The Geneva School (also called the Genevan School) is a school of psychology that emphasizes development through interaction with the environment.

==History==
In 1918, Jean Piaget (1896–1980) turned away from his early training in natural history and began post-doctoral work in psychoanalysis in Zurich. Later Piaget rejected psychoanalysis, as he thought it was insufficiently empirical. In 1919, he moved to Paris to work at the Binet-Simon Lab. However, Alfred Binet had died in 1911 and Théodore Simon lived and worked in Rouen. His supervision therefore came (indirectly) from Pierre Janet, Binet's old rival and a professor at the Collège de France.

The job in Paris was relatively simple: to use the statistical techniques he had learned as a natural historian, studying molluscs, to standardize Cyril Burt's intelligence test for use with French children. Yet without direct supervision, he soon found a remedy to this boring work: exploring why children made the mistakes they did. Applying his early training in psychoanalytic interviewing, Piaget began to intervene directly with the children: "Why did you do that?" (etc.) It was from this that the ideas formalized in his later stage theory first emerged.

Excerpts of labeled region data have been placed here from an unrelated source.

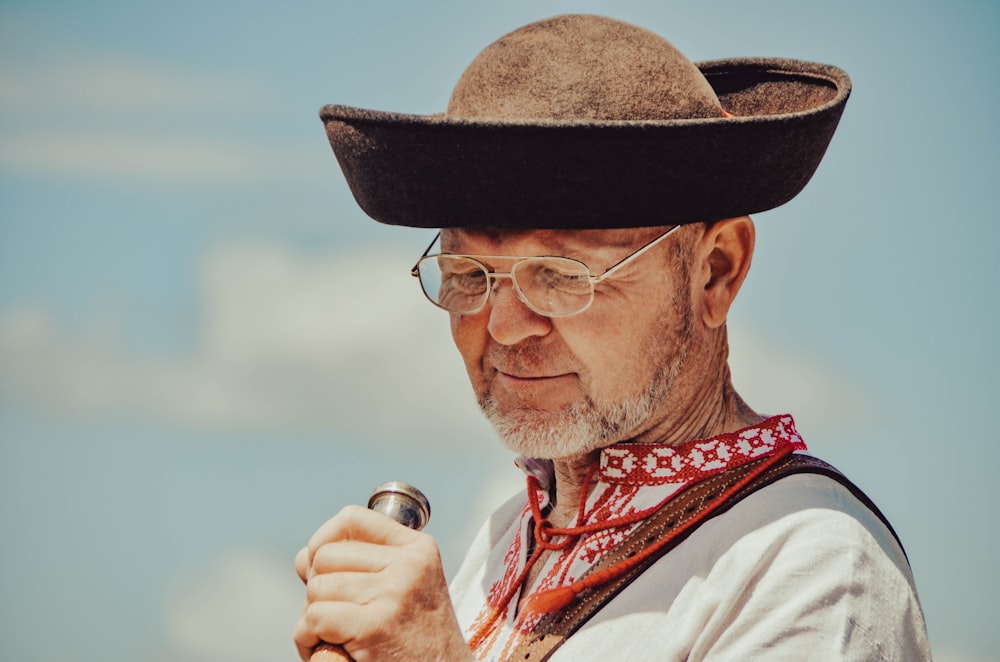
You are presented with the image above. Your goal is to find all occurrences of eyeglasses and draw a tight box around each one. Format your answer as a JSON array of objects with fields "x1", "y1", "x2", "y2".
[{"x1": 410, "y1": 225, "x2": 680, "y2": 317}]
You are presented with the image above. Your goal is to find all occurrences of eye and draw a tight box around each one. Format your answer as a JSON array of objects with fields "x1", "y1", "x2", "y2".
[
  {"x1": 518, "y1": 258, "x2": 590, "y2": 294},
  {"x1": 438, "y1": 256, "x2": 488, "y2": 295}
]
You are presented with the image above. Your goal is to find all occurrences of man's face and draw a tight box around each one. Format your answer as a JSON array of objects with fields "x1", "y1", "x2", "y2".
[{"x1": 441, "y1": 228, "x2": 692, "y2": 458}]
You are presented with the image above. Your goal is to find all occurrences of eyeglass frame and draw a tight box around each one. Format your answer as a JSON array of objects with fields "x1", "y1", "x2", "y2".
[{"x1": 410, "y1": 225, "x2": 681, "y2": 318}]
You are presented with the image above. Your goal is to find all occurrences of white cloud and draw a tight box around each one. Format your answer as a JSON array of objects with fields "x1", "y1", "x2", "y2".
[
  {"x1": 0, "y1": 127, "x2": 330, "y2": 185},
  {"x1": 0, "y1": 244, "x2": 486, "y2": 442},
  {"x1": 0, "y1": 239, "x2": 871, "y2": 443},
  {"x1": 165, "y1": 550, "x2": 304, "y2": 662},
  {"x1": 729, "y1": 323, "x2": 875, "y2": 441},
  {"x1": 0, "y1": 53, "x2": 263, "y2": 122},
  {"x1": 0, "y1": 53, "x2": 330, "y2": 185}
]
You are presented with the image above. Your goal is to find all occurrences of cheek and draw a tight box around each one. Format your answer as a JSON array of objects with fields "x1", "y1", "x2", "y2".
[{"x1": 451, "y1": 313, "x2": 487, "y2": 387}]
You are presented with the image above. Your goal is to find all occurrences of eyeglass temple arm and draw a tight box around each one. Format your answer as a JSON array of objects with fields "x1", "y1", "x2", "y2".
[
  {"x1": 410, "y1": 230, "x2": 441, "y2": 278},
  {"x1": 591, "y1": 225, "x2": 680, "y2": 285}
]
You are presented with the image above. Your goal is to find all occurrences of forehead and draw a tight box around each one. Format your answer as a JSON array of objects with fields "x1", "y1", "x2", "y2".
[{"x1": 441, "y1": 228, "x2": 668, "y2": 257}]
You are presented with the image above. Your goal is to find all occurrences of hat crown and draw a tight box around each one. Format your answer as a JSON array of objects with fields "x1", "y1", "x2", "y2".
[{"x1": 445, "y1": 15, "x2": 723, "y2": 120}]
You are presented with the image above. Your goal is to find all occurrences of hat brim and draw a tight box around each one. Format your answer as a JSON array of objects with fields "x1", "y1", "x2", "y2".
[{"x1": 320, "y1": 58, "x2": 851, "y2": 229}]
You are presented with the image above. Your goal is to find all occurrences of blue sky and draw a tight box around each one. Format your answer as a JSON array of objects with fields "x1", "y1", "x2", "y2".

In 1921, Piaget moved to Geneva to work with Édouard Claparède at the Rousseau Institute. They formed what is now known as the "Geneva School." In 1936, Piaget received his first honorary doctorate from Harvard. In 1955, the International Center for Genetic Epistemology was founded: an interdisciplinary collaboration of theoreticians and scientists, devoted to the study of topics related to Piaget's theory. In 1969, Piaget received the "distinguished scientific contributions" award from the American Psychological Association.